Look into all that stuff and let me know what you find.
Sorry about the tuner trouble.
Was the tuner output working on your previous pedal board setup?
Do you have the expression mod installed on your VPM-1?
Pin 5 of U2 is fine with that voltage.
I think you may be mistaken by the role of VR8…notice the schematic. VR8 limits the voltage of the LED on the high side optocoupler, while TP1/TP2 are connected to the high side LDR. So this makes me wonder if the solder jumpers are already soldered when you are making this measurement. If so, unsolder them and re-calibrate the trimpots. Let me know if this was or wasn’t the issue…it’s important for me to rule this out when deciding what we should do next.
This is almost certainly related to bad connections (ie solder joints) within the circuit. The fact that it is behaving differently even though nothing external has changed indicates to me that something internal has changed…like some connections are intermittent. Please make sure the paper insulation has not been punctured and nothing is shorting to the back of the pots. I suggest reflowing the solder joints (all of them) to ensure that they are all working properly. If you haven’t soldered many projects yet, make sure your iron is getting hot enough and you are using the proper amount of solder on each joint…it’s easy for joints to be bad if there isn’t enough solder on them.
That’s my fault! I’m so sorry, I told you the wrong pin to solder the wire to….it supposed to be pin 4, not 3. I’m so sorry! I was going from memory yesterday when I told you the wrong pin, but after reviewing the schematic I realize that pin 3 is the bypass pin.
The good news is that you don’t need to solder to pin 4 on the microcontroller, if you don’t want to…there is a little via (a little hole through the board) right below R16 (10K resistor) that you can solder the wire to.

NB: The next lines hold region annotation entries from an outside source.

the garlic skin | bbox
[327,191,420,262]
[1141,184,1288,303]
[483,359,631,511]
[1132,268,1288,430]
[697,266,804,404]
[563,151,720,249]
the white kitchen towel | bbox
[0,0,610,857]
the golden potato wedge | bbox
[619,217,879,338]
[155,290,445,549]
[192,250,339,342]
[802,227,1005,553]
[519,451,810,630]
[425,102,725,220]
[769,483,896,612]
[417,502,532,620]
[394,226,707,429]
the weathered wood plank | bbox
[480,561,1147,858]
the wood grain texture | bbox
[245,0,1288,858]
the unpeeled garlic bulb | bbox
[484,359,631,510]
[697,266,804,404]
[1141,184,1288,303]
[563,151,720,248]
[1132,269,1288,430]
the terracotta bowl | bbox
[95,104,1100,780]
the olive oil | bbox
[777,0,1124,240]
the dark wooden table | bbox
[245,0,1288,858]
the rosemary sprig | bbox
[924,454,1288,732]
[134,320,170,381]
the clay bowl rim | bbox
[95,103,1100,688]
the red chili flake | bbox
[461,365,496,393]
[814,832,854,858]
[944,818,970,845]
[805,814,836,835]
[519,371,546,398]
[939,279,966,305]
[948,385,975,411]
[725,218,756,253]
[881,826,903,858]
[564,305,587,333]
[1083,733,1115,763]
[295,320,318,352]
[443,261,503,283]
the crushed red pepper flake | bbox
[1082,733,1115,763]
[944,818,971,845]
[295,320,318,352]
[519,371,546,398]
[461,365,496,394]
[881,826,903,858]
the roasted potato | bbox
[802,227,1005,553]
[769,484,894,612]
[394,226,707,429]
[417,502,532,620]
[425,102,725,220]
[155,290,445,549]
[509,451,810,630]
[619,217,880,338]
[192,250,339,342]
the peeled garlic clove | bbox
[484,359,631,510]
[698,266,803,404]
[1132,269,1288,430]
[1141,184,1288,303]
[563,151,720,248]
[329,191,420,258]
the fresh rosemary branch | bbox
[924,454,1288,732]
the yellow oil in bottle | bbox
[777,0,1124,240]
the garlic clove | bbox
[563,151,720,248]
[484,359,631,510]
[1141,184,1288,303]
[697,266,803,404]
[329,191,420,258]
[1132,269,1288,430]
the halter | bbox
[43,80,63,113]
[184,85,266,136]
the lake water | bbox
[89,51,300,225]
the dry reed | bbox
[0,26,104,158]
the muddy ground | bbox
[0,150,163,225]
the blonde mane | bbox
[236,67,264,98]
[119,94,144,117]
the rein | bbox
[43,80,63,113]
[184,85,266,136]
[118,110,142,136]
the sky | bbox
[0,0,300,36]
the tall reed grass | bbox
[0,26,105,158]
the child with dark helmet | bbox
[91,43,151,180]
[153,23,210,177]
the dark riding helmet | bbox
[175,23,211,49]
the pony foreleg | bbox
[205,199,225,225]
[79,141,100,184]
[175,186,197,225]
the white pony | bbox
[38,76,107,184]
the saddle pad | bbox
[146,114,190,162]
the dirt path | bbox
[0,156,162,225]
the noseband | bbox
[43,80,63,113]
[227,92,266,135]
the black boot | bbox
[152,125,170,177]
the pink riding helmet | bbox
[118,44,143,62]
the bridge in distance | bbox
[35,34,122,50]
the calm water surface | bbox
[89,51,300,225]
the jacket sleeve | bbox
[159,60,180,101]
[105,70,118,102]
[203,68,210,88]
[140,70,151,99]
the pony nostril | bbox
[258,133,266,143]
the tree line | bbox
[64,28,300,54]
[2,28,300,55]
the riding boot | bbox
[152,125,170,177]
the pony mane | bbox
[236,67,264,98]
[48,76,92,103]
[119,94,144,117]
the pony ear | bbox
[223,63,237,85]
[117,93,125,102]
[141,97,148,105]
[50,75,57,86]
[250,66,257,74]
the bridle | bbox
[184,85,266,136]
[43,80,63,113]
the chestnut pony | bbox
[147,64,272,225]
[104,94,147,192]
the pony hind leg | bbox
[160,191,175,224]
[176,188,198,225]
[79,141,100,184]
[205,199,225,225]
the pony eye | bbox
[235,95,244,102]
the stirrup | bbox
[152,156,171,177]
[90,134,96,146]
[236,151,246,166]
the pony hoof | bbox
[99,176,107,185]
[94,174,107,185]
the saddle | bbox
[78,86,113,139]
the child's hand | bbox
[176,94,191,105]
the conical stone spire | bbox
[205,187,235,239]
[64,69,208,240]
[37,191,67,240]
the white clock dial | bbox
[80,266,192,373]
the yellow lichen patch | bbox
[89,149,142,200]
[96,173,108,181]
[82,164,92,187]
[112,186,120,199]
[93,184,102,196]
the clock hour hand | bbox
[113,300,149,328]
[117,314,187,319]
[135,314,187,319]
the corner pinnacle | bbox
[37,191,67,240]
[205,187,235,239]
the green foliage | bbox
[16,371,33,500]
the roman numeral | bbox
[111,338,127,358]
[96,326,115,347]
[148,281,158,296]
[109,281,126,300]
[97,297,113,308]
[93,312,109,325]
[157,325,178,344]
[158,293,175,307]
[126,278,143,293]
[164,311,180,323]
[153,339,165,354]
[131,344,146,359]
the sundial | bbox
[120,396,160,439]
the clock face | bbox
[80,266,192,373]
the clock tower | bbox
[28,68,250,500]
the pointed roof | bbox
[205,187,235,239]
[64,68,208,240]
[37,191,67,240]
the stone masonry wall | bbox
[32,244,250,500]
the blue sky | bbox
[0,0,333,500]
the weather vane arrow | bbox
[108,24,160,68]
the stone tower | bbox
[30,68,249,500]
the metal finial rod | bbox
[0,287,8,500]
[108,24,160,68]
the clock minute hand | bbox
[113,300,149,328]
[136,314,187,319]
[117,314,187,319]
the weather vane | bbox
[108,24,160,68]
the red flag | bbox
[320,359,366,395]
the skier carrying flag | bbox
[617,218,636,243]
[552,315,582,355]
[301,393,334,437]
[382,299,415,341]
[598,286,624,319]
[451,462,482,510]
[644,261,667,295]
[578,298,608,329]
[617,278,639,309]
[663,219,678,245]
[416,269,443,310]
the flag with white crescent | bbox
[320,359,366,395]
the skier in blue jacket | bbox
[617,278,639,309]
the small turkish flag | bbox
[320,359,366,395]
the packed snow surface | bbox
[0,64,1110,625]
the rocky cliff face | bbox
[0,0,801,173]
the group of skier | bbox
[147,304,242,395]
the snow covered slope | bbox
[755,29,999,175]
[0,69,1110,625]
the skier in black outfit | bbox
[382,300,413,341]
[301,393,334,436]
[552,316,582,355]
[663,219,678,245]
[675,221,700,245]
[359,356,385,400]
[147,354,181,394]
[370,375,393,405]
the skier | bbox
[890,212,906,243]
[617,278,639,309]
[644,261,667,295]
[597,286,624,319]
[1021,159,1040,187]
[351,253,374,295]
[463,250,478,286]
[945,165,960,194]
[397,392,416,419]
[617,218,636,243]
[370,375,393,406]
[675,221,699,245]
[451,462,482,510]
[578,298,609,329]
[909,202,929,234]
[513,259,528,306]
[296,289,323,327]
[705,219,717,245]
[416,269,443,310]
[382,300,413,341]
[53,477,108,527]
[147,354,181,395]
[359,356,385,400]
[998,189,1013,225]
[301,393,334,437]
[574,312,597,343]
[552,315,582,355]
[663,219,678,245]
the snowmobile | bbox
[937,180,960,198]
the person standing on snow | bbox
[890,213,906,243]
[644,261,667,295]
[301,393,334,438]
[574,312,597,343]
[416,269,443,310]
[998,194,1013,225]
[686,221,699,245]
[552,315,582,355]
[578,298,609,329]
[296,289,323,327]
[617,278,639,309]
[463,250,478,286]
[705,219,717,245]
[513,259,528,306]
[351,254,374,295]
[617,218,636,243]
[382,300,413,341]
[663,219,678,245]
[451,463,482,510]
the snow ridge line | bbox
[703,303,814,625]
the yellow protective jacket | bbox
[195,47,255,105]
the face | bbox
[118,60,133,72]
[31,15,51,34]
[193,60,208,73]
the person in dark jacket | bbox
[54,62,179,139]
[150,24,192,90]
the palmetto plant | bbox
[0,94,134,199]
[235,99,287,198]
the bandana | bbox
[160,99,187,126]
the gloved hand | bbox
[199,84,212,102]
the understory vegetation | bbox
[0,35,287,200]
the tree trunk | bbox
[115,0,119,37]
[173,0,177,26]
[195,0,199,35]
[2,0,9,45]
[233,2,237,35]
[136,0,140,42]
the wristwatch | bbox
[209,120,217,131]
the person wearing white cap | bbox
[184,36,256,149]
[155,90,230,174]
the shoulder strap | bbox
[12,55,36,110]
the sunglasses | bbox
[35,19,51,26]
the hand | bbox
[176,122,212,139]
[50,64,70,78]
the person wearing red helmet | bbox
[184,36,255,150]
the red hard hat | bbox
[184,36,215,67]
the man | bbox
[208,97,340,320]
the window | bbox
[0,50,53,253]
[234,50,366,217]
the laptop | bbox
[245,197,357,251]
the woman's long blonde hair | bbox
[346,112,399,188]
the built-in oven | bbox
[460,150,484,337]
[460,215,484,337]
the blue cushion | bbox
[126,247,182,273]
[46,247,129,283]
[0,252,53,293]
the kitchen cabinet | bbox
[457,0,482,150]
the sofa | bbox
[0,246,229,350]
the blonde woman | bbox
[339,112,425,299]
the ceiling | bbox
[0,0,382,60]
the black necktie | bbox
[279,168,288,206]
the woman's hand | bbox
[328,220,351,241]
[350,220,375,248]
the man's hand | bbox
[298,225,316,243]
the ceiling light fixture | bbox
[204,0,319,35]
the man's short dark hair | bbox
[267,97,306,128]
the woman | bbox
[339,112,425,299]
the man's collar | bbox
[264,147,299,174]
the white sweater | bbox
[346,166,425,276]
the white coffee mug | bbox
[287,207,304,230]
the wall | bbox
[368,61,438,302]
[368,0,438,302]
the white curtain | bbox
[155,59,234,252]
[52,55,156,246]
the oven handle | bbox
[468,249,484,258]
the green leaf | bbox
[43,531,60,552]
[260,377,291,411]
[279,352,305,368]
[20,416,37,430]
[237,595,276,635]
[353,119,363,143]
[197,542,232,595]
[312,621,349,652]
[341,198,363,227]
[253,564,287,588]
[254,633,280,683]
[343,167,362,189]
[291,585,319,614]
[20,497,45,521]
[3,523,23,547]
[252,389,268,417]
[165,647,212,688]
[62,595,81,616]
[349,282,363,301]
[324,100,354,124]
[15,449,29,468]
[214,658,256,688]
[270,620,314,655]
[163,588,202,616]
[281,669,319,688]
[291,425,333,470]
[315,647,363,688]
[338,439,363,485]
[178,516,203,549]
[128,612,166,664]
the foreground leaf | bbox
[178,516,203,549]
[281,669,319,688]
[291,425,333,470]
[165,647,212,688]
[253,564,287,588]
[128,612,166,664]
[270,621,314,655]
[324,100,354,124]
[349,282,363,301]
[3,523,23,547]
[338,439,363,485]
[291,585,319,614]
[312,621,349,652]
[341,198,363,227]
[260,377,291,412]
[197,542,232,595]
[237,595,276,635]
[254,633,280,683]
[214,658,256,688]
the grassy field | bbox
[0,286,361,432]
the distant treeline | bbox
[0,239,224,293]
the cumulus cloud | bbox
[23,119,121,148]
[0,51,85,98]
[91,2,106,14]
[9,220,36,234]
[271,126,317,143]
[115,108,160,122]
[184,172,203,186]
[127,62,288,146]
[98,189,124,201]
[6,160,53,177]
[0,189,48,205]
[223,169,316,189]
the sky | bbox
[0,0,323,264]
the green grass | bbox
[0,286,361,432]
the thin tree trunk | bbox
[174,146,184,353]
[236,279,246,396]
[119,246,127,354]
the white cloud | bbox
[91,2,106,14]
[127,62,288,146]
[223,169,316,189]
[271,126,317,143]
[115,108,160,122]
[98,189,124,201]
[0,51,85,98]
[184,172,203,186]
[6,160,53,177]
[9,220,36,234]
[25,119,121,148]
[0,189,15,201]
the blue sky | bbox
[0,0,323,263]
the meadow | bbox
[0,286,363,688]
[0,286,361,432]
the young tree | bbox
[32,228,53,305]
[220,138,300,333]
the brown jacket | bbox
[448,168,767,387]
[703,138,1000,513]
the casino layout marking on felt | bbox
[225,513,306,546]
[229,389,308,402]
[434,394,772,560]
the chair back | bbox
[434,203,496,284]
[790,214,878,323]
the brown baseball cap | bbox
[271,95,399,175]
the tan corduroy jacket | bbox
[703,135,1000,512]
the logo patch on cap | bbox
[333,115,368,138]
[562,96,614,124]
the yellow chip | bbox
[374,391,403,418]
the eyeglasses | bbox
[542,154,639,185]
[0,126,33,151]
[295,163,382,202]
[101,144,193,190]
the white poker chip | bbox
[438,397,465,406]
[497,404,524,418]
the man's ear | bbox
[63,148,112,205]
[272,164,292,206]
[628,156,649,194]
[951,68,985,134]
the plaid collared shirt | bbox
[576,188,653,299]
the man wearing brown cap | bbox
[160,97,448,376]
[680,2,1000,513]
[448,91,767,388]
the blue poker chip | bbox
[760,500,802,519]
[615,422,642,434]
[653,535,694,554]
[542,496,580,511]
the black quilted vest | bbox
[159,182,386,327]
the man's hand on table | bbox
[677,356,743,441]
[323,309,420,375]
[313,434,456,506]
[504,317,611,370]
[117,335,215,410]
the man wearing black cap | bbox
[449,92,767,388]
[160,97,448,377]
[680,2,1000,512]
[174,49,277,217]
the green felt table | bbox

That may be easier than soldering to the IC pin, but maybe not, now that you have some practice doing that. If you are wondering which via it is, it should be connected to pin 4…just use your continuity tester on your meter to test it.
Good luck and sorry for the bad information yesterday.
Yes, there is always a way to bypass pads by running jumper wires. If the square pad is damaged then run a jumper from one of the switch lugs (either one is fine) to any of the ground pads around the board.
If the round pad is damaged then run a jumper from the other switch lug to pin 3 of the microcontroller. Just tack the wire to the top of the pin close to the body of the IC. Remember to tin the wire and pin first. And only use just enough solder that you need, it’s easy to over do it and bridge the IC pins together. Otherwise, you can always remove the board from the chassis and attach the jumper to pin 3 on the solder side of the board.